Robert Leach, deputy chief executive of the Police ICT Company, said that the move towards common IT should be made in parallel with a move towards standards for the way that data is held, updated, transacted and exchanged. This would lay the ground for enabling a fully competitive market, rather than a single IT system or just a handful for specific processes.

The key factor is that if suppliers know they are conforming to those standards they can sell their systems to any police services; and the forces know they can find alternative suppliers offering competing systems.

Aspiration

Leach said the Policing Vision 2025, published in November of last year, provides a foundation for digital technology in policing.
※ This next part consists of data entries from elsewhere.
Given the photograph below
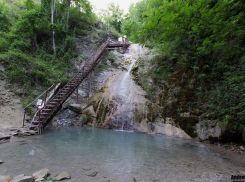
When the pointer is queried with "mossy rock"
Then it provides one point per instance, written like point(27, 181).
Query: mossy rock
point(188, 124)
point(243, 135)
point(83, 119)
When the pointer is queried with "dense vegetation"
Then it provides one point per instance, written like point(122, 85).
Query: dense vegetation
point(37, 40)
point(201, 39)
point(112, 16)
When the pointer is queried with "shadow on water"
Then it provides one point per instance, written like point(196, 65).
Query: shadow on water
point(118, 156)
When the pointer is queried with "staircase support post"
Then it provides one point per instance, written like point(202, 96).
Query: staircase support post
point(24, 118)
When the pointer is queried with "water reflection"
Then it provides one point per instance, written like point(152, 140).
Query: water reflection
point(118, 156)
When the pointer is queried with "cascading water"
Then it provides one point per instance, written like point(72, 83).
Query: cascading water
point(125, 84)
point(124, 119)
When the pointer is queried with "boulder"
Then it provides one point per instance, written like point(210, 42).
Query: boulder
point(5, 178)
point(41, 173)
point(63, 175)
point(208, 129)
point(3, 136)
point(23, 178)
point(83, 119)
point(92, 174)
point(77, 108)
point(90, 113)
point(170, 130)
point(243, 135)
point(143, 127)
point(87, 168)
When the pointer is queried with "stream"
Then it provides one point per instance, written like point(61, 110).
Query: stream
point(116, 156)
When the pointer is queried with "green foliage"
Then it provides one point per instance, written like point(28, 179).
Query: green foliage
point(204, 36)
point(26, 49)
point(112, 16)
It provides an aspiration for an operational environment – with a local workforce, operational environment, digital capabilities and enabling services – underpinned by a coordinated ICT strategy.

The Police ICT company is developing processes to help realise that strategy and has worked out principles requiring forces to think about their data architecture in line with business architecture. One of its assumptions is that, before making decisions on IT, you ask if what you want to do has been done before; whether it conforms with standards; and if you can re-use it support collaboration.
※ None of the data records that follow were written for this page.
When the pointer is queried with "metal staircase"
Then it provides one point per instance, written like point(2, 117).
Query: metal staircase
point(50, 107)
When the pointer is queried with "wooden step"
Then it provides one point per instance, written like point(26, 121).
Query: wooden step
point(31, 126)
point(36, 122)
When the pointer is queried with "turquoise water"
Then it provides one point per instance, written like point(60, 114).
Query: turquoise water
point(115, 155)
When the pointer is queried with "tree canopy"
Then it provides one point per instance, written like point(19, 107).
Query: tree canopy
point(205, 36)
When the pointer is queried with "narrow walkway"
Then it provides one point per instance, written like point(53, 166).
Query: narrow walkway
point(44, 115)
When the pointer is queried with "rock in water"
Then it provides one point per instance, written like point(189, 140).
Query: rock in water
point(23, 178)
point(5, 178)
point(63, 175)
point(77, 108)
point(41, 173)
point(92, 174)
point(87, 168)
Other positive steps have been taken: the NPCC has working groups for issues such as infrastructure and commercial arrangements; police forces are becoming more confident about the security of cloud services for holding information; and the Police ICT Company is working on a more coordinated approach to contracts with suppliers. Also, the Police Transformation Fund is supporting initiatives in using digital technology.

And the standards to underpin this do not necessarily have to developed exclusively for policing. Some are already in place – including those developed by the Government Digital Service – that could be applied to policing to support the better use of information. They could be a great asset in supporting collaboration and providing the value from commodity IT.

Common information and technical standards will be great for modern policing; and there is no need to develop them within a police silo.